Your next idea is to hash the query, that is you map an arbitrary SQL query string to a fixed-size value. Whenever the user enters a new query, you can check its hash value against a list of already processed queries and their hash values. If there is a match, you have run this query earlier and you can return the cached data instead of asking the database to do the work again.

So what you want to achieve is something like this:

query = """select Candidate, Election_year, sum(Total_$), count(*)
    from combined_party_data
    where Election_year = 2016
    group by Candidate, Election_year
    having count(*) > 80
    order by count(*) DESC; 

print(hash_query(query))

>>> c4f2b2adf3af1cff8efddadc16d57e03

Your task

Your task in this Bite is to write the hash function for an SQL query.

Implement the function hash_query according to the function's documentation and the tests (you will find some edge cases there!).

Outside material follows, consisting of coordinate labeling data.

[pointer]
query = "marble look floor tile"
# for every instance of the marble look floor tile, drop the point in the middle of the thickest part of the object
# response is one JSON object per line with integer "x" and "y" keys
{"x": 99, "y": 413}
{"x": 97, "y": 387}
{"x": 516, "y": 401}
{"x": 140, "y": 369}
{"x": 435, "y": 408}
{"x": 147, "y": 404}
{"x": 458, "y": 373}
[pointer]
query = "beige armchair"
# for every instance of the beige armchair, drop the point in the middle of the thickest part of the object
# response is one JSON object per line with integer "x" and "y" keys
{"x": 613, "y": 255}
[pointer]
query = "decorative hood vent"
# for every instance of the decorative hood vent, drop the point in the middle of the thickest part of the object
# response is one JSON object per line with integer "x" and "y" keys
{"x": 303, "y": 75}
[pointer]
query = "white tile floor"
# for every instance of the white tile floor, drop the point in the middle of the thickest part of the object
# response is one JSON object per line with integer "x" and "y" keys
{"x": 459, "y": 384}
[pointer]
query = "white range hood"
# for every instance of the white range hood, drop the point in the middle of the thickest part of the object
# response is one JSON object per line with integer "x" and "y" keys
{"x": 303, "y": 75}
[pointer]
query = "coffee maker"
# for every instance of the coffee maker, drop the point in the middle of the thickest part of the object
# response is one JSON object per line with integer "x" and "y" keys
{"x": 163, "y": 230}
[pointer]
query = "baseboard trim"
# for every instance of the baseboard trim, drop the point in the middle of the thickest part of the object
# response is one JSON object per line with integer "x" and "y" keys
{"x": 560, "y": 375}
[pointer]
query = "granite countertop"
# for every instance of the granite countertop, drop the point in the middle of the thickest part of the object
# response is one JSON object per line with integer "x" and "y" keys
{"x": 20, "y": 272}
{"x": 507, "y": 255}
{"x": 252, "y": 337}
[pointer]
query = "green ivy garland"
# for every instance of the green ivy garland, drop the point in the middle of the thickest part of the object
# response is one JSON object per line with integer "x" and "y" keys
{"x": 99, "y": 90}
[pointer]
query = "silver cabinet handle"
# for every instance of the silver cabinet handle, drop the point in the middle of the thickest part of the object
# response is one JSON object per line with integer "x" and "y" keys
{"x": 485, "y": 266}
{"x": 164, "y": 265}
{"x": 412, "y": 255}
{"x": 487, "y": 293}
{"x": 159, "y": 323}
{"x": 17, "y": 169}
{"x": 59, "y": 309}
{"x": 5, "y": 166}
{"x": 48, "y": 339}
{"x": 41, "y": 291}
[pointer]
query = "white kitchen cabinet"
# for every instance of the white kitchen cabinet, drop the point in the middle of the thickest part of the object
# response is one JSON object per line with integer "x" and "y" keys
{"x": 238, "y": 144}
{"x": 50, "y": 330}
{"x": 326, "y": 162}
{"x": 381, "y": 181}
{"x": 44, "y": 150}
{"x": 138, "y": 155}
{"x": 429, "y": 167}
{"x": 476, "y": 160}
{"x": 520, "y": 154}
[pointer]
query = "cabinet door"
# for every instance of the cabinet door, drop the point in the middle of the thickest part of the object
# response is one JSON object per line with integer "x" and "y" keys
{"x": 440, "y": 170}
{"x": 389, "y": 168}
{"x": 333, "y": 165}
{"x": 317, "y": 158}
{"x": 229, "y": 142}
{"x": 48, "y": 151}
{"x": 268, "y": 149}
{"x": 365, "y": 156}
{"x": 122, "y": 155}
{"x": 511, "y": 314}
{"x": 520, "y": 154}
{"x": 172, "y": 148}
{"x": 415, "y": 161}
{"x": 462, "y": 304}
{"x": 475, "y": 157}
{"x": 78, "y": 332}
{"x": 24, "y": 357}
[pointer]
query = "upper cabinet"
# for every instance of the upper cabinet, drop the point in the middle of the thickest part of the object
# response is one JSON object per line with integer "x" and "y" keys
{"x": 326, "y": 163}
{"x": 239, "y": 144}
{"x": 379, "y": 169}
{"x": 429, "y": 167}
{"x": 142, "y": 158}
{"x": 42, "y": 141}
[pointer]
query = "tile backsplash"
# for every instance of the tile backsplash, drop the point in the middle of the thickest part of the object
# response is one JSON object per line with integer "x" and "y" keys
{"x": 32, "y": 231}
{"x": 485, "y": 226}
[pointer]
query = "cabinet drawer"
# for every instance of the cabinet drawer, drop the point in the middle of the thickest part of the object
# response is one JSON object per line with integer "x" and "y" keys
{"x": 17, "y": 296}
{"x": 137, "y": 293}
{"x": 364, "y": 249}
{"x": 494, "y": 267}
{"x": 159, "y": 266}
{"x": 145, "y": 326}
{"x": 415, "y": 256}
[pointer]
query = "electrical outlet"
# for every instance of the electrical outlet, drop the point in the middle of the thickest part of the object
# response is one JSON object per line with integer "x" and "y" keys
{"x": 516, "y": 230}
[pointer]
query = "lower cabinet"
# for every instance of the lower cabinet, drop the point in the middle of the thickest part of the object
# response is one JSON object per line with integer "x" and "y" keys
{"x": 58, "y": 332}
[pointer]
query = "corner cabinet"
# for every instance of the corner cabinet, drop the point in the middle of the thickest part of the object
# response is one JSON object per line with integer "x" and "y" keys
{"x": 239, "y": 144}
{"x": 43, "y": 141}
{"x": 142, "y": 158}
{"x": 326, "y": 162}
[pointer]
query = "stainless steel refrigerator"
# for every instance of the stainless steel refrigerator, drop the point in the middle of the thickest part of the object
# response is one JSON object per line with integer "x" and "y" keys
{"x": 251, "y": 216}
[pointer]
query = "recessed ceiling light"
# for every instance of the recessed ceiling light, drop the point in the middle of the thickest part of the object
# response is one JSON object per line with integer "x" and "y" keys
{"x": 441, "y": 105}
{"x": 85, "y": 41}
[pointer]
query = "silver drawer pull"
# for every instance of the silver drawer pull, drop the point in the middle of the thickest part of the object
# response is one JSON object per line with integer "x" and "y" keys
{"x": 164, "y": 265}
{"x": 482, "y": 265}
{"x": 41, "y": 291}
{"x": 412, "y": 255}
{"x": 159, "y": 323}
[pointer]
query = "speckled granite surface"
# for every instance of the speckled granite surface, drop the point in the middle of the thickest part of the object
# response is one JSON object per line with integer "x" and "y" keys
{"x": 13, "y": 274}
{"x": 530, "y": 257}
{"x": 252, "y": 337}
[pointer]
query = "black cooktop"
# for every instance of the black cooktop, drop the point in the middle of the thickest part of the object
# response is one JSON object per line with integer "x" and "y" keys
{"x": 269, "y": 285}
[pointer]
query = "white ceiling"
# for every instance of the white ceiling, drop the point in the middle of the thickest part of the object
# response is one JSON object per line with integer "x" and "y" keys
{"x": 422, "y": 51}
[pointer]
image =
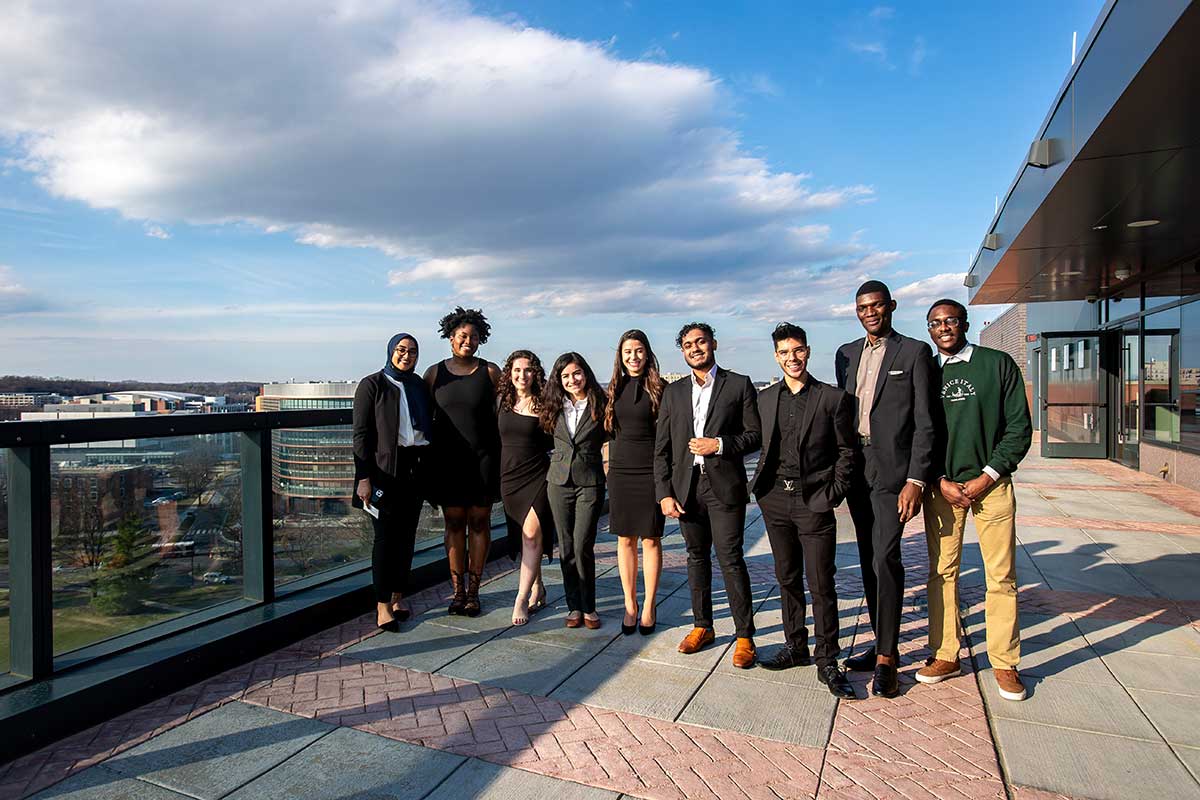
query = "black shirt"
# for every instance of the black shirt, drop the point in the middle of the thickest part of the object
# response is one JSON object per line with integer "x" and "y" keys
{"x": 787, "y": 429}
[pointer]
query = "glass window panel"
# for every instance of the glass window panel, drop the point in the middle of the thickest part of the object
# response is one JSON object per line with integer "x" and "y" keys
{"x": 168, "y": 546}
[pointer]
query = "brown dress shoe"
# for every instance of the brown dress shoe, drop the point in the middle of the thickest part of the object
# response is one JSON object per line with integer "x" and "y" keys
{"x": 939, "y": 669}
{"x": 744, "y": 654}
{"x": 696, "y": 641}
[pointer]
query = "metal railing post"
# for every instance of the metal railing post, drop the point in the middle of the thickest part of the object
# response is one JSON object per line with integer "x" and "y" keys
{"x": 31, "y": 596}
{"x": 258, "y": 521}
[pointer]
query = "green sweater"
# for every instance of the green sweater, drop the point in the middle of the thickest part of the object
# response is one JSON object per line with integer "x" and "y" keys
{"x": 987, "y": 416}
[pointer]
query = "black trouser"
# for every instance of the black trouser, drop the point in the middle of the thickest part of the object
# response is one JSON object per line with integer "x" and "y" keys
{"x": 709, "y": 524}
{"x": 804, "y": 541}
{"x": 391, "y": 558}
{"x": 877, "y": 529}
{"x": 576, "y": 510}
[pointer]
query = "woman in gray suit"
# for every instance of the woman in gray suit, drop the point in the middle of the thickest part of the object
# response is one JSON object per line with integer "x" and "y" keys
{"x": 571, "y": 410}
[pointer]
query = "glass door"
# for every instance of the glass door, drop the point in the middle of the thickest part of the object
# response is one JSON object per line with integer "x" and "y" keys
{"x": 1074, "y": 398}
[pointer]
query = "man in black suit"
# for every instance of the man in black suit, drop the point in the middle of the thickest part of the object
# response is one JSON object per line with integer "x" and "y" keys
{"x": 892, "y": 379}
{"x": 803, "y": 474}
{"x": 707, "y": 423}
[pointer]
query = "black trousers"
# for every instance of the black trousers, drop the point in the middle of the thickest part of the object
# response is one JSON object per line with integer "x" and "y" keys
{"x": 877, "y": 529}
{"x": 576, "y": 511}
{"x": 804, "y": 542}
{"x": 709, "y": 524}
{"x": 391, "y": 557}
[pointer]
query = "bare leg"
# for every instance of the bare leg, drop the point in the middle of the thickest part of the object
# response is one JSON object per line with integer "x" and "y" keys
{"x": 627, "y": 564}
{"x": 652, "y": 569}
{"x": 531, "y": 560}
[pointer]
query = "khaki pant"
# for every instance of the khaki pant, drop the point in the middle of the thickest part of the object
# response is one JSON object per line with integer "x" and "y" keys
{"x": 995, "y": 515}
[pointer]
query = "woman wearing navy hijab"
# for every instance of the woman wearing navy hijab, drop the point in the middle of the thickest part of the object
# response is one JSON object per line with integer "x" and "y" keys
{"x": 391, "y": 428}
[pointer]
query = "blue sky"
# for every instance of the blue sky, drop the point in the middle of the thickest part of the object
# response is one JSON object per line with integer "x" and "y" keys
{"x": 271, "y": 194}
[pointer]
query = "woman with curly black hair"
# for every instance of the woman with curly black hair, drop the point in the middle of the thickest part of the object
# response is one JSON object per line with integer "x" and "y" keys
{"x": 466, "y": 457}
{"x": 573, "y": 410}
{"x": 525, "y": 459}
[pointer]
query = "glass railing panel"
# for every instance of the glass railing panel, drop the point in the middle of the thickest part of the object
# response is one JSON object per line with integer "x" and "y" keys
{"x": 143, "y": 531}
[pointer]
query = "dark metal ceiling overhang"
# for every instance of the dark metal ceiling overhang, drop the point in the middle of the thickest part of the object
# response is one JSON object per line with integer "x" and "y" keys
{"x": 1121, "y": 145}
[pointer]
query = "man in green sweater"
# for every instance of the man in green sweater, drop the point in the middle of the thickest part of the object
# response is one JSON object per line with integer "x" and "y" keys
{"x": 987, "y": 434}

Note: The main idea is that an SQL query should be independent of the format and case insensitive. It should not matter whether the user is writing SELECT, select or SeleCt. This might be true for the keywords of the language, but different database management systems (DBMS) handle table and column names differently. This is why this Bite is a simplified approach to the problem and we are not dealing with the full problem here. See Is SQL Case-Sensitive? for more information about the topic.

Note: There is another assumption in this Bite that is only partially correct: That the order of the different query parts does not matter. This might be true for the order of column names, when you accept that a dataset is the same no matter the order of its columns. However, the order in a GROUP BY clause does matter, for example. If you GROUP BY by two columns, the result depends on which column comes first. The main reason for ignoring the order in this Bite is to have a more robust hash function that handles queries like sets: two queries are identical if they have the same content, which means they have the same words. As I said, this is not correct in general.

Hints

- The hashlib module of the standard library might come in handy.

Keep calm and coding!